Эгин остановился, успокаивая дыхание. Там, за дверью, трое. Теперь он чувствует это совершенно отчетливо. Сидят вплотную друг к другу.
– Это Йен окс Тамма.
Сказал он негромко, но так, что не услышать его было невозможно.
В ответ ему раздались рыдания Лормы.
Эгин распахнул дверь.
«…вот тогда я заберу отсюда Лорму и мы уедем на Цинор. Там по крайней мере сплошные скалы и никакая тварь землю на Циноре не прожрет».
Теперь их было четверо. В кромешной тьме.
Лорма, Сорго, сокольничий, которому Эгин не знал имени, и он сам, беспомощный аррум Опоры Вещей.
Изъяснялись шепотом.
– Что там творится? – сквозь тихие всхлипывания осведомилась Лорма.
– На вас напали соседи…
(В том, что мужичье было багидово, а не местное, Эгин теперь не сомневался.)
– …смерды Багида Вакка. И существа, которые мне неведомы. Отсюда надо бежать, и притом как можно скорее.
– А мои родные?
«Ну и память!» – выругался Эгин.
Ему, конечно, было жаль родителей Лормы. Но еще больше он жалел ее и себя. Ибо у них еще была надежда на спасение, а у тех – уже нет.

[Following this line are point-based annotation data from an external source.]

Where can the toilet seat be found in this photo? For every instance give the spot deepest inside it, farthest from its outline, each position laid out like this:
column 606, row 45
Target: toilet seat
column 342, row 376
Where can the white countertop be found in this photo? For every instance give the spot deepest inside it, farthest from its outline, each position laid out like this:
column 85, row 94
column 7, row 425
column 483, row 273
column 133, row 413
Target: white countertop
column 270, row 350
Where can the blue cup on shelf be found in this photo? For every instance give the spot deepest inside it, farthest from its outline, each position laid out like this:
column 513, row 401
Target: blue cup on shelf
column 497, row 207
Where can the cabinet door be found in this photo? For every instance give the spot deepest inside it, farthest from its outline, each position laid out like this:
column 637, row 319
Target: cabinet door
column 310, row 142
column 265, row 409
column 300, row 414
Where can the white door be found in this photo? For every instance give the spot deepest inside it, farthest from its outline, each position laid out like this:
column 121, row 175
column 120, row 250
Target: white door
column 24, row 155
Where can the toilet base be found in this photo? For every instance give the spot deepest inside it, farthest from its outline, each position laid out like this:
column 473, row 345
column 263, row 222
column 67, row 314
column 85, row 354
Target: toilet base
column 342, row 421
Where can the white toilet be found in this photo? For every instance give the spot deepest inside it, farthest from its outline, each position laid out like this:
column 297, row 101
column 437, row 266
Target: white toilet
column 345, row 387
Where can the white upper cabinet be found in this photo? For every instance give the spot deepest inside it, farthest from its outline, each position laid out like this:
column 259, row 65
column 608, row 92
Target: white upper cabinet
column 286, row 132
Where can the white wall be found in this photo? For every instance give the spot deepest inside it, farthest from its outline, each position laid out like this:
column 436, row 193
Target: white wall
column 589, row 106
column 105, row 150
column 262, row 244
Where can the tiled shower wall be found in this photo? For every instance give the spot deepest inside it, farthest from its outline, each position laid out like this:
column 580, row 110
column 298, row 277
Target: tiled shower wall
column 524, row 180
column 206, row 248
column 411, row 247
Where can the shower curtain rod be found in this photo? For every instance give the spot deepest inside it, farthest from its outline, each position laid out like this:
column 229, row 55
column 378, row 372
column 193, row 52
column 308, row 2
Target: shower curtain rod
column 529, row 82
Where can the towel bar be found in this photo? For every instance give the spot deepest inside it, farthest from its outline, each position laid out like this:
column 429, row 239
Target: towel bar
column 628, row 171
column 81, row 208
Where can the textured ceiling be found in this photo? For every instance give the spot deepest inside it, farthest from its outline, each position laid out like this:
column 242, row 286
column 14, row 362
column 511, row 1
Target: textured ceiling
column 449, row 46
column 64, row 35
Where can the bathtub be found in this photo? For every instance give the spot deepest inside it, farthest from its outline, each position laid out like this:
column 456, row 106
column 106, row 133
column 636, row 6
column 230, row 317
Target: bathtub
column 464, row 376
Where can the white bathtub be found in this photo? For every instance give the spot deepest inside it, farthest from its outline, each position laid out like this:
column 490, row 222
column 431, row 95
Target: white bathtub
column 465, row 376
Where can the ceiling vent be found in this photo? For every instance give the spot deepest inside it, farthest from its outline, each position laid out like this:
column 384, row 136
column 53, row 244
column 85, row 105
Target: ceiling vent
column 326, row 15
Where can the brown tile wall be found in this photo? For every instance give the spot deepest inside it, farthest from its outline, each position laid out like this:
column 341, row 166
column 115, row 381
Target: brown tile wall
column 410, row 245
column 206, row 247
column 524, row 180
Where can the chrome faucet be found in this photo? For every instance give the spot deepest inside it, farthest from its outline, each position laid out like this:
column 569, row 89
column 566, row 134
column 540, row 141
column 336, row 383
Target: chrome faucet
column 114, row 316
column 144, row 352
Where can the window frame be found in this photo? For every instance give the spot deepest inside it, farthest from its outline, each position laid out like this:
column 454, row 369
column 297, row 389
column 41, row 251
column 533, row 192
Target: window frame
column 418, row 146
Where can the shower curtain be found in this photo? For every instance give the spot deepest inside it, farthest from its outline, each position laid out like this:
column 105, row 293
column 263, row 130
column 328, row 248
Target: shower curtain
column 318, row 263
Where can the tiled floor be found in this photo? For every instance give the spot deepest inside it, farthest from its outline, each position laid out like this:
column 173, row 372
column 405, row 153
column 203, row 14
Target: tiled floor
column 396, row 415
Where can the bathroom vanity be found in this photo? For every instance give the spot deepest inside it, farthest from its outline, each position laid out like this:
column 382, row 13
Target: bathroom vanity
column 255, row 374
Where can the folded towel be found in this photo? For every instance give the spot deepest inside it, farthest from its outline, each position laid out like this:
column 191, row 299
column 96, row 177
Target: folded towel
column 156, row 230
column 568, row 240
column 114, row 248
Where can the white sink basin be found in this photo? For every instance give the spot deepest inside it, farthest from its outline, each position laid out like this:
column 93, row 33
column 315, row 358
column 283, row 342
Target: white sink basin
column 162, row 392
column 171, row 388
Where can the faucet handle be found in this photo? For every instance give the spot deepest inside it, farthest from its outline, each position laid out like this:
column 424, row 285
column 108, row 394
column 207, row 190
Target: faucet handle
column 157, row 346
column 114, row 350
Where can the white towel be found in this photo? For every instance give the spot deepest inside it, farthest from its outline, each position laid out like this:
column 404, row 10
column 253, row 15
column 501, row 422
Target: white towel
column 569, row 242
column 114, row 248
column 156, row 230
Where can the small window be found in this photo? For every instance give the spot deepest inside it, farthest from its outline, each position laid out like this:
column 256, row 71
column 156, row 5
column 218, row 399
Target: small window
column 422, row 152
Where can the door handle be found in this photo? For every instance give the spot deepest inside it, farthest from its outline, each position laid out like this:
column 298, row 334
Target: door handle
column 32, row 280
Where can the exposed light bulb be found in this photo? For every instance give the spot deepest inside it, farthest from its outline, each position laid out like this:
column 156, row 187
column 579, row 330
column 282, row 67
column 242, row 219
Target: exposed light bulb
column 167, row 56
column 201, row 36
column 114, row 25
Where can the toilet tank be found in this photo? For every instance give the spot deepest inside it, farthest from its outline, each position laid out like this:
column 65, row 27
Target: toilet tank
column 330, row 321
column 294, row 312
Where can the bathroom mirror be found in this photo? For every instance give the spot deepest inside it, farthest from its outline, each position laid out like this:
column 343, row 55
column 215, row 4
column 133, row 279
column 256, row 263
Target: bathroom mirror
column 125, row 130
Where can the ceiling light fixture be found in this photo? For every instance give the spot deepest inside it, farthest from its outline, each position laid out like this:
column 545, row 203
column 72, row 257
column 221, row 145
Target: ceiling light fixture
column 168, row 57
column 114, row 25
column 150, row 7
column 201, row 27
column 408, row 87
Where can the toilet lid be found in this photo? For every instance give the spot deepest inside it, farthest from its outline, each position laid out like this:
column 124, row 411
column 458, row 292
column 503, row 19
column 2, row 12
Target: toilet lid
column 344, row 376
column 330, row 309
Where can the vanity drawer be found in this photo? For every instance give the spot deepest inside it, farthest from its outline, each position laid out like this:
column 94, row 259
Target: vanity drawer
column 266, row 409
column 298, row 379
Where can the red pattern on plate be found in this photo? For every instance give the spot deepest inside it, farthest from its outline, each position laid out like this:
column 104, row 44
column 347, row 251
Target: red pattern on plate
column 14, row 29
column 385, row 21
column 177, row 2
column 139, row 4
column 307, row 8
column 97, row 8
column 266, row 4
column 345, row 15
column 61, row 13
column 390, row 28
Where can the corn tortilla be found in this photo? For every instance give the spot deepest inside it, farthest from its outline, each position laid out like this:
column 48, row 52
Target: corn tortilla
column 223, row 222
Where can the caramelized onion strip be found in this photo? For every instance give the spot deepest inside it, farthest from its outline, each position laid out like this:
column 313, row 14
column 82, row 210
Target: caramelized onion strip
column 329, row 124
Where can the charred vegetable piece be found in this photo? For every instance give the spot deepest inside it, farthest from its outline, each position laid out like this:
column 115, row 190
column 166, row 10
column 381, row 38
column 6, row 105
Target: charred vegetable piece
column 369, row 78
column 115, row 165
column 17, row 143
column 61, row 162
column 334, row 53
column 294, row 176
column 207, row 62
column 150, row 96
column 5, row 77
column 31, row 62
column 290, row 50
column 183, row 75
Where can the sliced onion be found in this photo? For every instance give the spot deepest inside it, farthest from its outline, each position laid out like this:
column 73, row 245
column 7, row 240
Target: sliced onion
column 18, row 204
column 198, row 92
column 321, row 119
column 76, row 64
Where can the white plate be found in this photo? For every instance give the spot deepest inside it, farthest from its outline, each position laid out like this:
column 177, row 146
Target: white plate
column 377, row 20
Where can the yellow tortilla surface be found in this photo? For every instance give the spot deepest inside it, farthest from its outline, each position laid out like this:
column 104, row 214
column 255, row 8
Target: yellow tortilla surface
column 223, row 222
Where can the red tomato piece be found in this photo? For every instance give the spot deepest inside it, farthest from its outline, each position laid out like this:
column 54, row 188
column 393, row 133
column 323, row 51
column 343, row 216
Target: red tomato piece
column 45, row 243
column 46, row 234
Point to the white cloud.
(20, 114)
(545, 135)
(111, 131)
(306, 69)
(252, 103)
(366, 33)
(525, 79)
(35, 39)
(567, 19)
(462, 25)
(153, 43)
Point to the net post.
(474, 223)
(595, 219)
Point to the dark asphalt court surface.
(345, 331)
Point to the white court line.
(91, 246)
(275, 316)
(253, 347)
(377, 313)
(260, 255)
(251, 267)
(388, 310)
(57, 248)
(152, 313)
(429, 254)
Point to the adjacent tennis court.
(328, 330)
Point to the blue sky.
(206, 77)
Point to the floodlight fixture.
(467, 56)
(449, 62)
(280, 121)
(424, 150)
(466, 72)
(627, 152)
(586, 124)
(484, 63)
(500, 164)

– Лорма, твой отец застрелен. Мать – раздавлена тварью с телом столоктевого слизня и ликом смерти.
Эгин сказал эти слова как можно более сухо. И поцеловал Лорму в лоб, словно та была ему не подругой, а дочерью. «Выходит, я теперь ее папа и мама», – не удержался от иронии Эгин. Это было понято и оценено. Лорма доверчиво обняла Эгина за пояс и уронила голову ему на колени.
– Милостивый гиазир Йен. – Это был шепот сокольничего, который деликатно ждал, когда тайный советник переговорит с его госпожой. – Что же нам теперь делать?
Вопрос был не праздным. Действительно, опасность была повсюду. Внизу грохотали яростные удары жвал-захватов разъяренного выползка, разносившего в щепу стену гостевого зала. (Тварь, конечно, чуяла близость аррума и наверняка задалась целью добраться до его сладкого мозга во что бы то ни стало.)
Где-то за стеной подбашенной комнаты (где они, собственно, и находились) лютовал другой выползок.
В окрестностях Кедровой Усадьбы хозяйничали мужики Багида Вакка.
«Так или иначе, лучше бродить по окрестностям в предвидении встречи с озлобленной чернью, чем находиться в самом сердце гибели и разрушения», – решил Эгин.
– Что делать? Уходить.
– В том-то все и дело, милостивый гиазир, что уйти мы уже пытались. Но вниз нам путь заказан, там же теперь подземелье. А наверху – башня разворочена и бревна перепутались вконец. Пройти по лестнице мы не можем. И даже если бы нам удалось проползти – там, во тьме, завелась какая-то тварь. Она не двигается, но смогла убить гиазира управляющего. И мимо нее пройти невозможно. Как мы ни пытались.
«Безвестное чудовище – самое опасное чудовище». Эгин не любил иметь дело с безвестными чудовищами. Ему нужен был любой портрет убийцы управляющего. Любой. Пусть даже и неверный.
– Эта тварь далеко от нас? – спросил Эгин как можно тише.
– Два пролета вверх по башенной лестнице.
На это способностей Эгина еще хватало. Его Взор Аррума пополз наверх. Выше и выше. Человеческое тело – еще теплое – лежало значительно ниже, чем два пролета. Выше не было никого живого. И никого, кто умер бы недавно.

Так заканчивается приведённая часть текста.